Spring might start in March, but for me, my new growth and beginnings start in May.
I had friends that resented the parade we did as members of the high school marching band. And it’s true that I might have resented being there because of band, I didn’t resent the day. I loved it.
Memorial Day combines two of my favorite things. Memories and spring. I take pictures of everything and am careful to make memories. I don’t want to forget anything or be left out of anything, so if I document it, I was there. And I can always go back. As a natural observer of things, this has always been poignant for me.
I haven’t experienced a lot of loss. But others have And Memorial Day signifies a day that we remember the loved ones of our friends and neighbors that went to serve the United States and didn’t return. Do you really think Christmas is an easy holiday for those people?
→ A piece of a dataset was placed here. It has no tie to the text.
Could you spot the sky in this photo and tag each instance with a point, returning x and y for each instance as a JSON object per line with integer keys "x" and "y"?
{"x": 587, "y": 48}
It wasn’t easy for me and I had it rough for one year. I can’t imagine what Christmas feels like to those whose loved ones are permanently missing.
Memorial Day represents starting over and looking forward, at least for me. It’s a day in the sun (we hope) for those that have lost someone dear. And it was always a year to plant and be outside. To watch something new grow and thrive simply because I said, “yeah, that pansy looks good there”. It’s about life and tending to it.
That’s not to say that Christmas isn’t. It certainly is. But there is something about warmth inside and out, both mentally and physically, that doubles Memorial Day.
I find it interesting that green is such an important color for both holidays. We see green and red everywhere around Christmas and nature pops up with her annual greens for Memorial Day. Christmas green is a bit darker and it has the same pine smell associated with it. Grass green always carries with it the promise of new hope and remembrance. The time of year acts like a hug and it gives us permission to remember.
And when we do remember, the traces of our memories won’t stick to our faces like they would during many Decembers in Michigan. In May, the traces of our memories can be easily managed with by carefully sliding a hand, or simply tipping your face into the sun. We can remember and feel the warmth of a new day and know that it really is okay. There’s no forced merriment from overzealous store clerks, catchy songs on repeat, or artificial green to remind us of the way we “should” feel because of that damnable pine scent.
One might argue that New Year’s Day offers us the same sense of renewal, but from where I come from, you can’t wear flip flops in the snow.
P.S.-Christmas is my second favorite holiday and I am not a huge fan of fake pine scent. It makes me think of wood cleaner. How ironic.